THIS is apropos of Air Cdre (Rtd) Khayyam Durrani’s letter (Jan 24). My experience as an educator in the armed forces (Navy) has been entirely different.
Based on my academic and professional performance, Pakistan Navy sent me to world-renowned institutions in the UK and US for higher education.
Appreciating the academic performance of officers in high-ranking foreign institutions, PN decided to send them for PhD studies in the year 1992. I got the honour to become the first PhD-qualified officer with a PN sponsorship.
Having afforded me with the maximum opportunity to acquire higher education, the Navy utilised my knowledge optimally in the fields of education, research and development. It facilitated me to contribute significantly to launch MS and PhD programmes at the Pakistan Navy Engineering College.
All my colleagues and senior officers, including Chief of the Naval Staff, used to call me “Doctor Sahib”. Besides, in recognition of my contribution as an educator and researcher, the Navy honoured me with letters of appreciation/ commendation, Tamgha-i-Imtiaz, Sitara-i-Imtiaz and the coveted rank of Rear Admiral.
On retirement from the Navy, the Vice Chancellor NED University of Engineering & Technology honoured me with the position of Dean (ECE).
Today, for a large number of parents, the first choice for their children’s education is NUST, Bahria Colleges, DHA and Army Public Schools. This would not have been the case had the armed forces not inculcated love and respect for knowledge, books and teachers in their institutions.
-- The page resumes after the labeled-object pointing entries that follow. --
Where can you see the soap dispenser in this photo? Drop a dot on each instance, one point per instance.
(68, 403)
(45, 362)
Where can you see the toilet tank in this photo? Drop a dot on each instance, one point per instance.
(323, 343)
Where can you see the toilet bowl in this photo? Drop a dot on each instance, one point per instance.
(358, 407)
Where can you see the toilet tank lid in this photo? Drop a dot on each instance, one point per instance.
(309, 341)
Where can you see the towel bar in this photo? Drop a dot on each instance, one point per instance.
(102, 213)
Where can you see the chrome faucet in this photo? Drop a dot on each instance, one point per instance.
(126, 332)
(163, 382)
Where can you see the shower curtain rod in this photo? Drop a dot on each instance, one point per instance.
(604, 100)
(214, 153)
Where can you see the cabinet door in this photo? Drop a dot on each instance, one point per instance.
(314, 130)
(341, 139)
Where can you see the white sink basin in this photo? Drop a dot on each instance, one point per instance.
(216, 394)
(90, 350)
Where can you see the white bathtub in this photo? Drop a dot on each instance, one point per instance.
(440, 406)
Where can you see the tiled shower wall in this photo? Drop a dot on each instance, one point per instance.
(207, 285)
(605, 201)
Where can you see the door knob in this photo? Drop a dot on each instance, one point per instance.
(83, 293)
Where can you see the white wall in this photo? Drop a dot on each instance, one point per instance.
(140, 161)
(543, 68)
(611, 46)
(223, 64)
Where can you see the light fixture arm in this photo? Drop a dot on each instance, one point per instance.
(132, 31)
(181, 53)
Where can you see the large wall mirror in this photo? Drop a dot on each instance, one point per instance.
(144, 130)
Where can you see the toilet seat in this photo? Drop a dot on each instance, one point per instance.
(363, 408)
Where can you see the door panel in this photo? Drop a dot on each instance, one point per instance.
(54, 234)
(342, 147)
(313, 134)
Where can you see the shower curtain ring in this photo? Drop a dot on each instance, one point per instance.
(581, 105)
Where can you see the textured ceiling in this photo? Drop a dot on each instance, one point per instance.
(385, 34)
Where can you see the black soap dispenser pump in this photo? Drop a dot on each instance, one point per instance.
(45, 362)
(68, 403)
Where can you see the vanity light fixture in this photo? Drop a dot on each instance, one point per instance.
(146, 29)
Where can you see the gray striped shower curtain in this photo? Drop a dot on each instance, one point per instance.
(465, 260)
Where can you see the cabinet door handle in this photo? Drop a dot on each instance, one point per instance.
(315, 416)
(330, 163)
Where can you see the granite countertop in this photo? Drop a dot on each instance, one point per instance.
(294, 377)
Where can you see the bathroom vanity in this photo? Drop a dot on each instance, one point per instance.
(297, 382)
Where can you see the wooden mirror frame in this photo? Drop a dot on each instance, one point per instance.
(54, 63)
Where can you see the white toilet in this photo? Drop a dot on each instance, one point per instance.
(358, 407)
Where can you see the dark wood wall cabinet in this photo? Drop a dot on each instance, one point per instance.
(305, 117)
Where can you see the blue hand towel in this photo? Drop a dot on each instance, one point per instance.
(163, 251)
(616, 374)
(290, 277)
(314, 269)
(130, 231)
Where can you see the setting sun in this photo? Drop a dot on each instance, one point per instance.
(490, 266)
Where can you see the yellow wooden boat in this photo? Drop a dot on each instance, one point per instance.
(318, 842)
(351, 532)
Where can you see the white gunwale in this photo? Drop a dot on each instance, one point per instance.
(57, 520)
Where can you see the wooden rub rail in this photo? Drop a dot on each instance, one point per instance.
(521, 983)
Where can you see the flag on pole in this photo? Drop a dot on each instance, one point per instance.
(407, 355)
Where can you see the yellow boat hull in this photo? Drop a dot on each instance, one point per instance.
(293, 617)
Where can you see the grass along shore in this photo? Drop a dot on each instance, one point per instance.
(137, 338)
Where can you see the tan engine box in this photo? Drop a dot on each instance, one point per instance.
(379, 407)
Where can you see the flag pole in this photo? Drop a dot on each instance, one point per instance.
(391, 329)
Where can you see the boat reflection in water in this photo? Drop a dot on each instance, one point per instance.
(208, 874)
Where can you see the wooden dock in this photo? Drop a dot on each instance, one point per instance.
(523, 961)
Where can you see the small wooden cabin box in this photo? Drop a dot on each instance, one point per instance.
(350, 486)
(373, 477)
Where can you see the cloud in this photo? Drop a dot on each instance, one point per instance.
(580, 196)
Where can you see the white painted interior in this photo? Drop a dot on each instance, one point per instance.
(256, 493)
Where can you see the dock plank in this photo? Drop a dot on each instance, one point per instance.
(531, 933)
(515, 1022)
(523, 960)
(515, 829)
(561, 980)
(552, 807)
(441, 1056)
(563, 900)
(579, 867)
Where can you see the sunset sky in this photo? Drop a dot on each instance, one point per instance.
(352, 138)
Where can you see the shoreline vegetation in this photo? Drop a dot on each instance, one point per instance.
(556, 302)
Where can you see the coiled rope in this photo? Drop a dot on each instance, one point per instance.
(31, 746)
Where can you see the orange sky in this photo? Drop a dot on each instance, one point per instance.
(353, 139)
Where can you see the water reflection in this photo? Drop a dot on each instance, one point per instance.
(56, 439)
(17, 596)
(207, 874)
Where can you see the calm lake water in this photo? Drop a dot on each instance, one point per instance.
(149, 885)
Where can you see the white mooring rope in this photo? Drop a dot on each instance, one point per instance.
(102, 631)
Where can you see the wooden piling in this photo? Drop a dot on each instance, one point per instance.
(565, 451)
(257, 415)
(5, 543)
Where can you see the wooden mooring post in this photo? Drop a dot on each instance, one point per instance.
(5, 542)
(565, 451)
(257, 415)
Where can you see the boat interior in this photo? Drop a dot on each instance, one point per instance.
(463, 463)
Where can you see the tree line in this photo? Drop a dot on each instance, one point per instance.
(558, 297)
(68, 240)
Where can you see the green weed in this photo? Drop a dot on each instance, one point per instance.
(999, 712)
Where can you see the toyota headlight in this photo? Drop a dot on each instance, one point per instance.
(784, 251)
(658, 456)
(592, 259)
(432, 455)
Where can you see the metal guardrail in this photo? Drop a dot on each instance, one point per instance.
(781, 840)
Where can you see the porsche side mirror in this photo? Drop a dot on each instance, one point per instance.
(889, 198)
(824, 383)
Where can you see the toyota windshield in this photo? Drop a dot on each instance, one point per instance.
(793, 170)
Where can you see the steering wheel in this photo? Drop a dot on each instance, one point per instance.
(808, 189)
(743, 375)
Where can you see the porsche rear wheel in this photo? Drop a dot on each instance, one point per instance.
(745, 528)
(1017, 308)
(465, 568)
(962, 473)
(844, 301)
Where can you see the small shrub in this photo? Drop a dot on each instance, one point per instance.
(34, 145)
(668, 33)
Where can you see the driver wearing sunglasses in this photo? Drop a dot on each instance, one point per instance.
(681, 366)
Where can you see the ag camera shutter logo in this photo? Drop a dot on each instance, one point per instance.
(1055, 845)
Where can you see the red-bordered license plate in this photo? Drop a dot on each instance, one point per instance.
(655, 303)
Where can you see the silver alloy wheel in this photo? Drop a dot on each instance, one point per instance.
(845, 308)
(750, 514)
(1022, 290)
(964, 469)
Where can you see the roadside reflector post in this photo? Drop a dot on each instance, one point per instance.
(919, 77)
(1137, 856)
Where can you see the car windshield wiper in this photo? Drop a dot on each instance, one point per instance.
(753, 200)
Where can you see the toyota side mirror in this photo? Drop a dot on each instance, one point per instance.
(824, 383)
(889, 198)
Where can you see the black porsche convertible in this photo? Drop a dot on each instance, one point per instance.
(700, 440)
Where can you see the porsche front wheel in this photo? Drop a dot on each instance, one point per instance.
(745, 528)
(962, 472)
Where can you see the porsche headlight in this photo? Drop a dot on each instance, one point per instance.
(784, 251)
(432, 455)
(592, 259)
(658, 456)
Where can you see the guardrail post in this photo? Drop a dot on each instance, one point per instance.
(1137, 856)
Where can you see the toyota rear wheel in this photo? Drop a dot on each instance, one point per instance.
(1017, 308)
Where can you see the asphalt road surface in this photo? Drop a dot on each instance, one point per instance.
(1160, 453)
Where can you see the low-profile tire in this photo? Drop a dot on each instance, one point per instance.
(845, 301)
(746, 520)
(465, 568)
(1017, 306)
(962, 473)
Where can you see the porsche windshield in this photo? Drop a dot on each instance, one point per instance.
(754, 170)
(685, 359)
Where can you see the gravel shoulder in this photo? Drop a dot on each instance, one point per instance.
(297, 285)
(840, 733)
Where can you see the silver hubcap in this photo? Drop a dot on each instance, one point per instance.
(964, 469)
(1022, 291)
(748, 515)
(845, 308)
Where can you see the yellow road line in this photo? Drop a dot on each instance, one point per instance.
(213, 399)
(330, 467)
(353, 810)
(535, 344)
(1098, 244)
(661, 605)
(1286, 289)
PROF (Dr) SARFRAZ HUSSAIN Karachi
THIS is with reference to the letter (Jan 19) by Commander (Rtd) Khalid Durrani. I endorse his views as I myself have been teaching for the last many years at different levels after resigning from Pakistan Air Force in 1991.
Unfortunately, teachers are not given the respect and status they enjoy elsewhere in developed countries. This is one reason that most talented and educated youths opt for professions other than teaching. I have seldom heard of any parents saying they want their children to become a teacher when they grow up.
Most of them want their children to become engineers, doctors, CSP officers or in armed forces or they want to go abroad for higher studies and then settle there to make a good fortune. None have proudly said that they wanted their children to become teachers.
I request the government and the public to give due respect to teachers. People should join the teaching profession as willingly as they aspire to join other prestigious professions.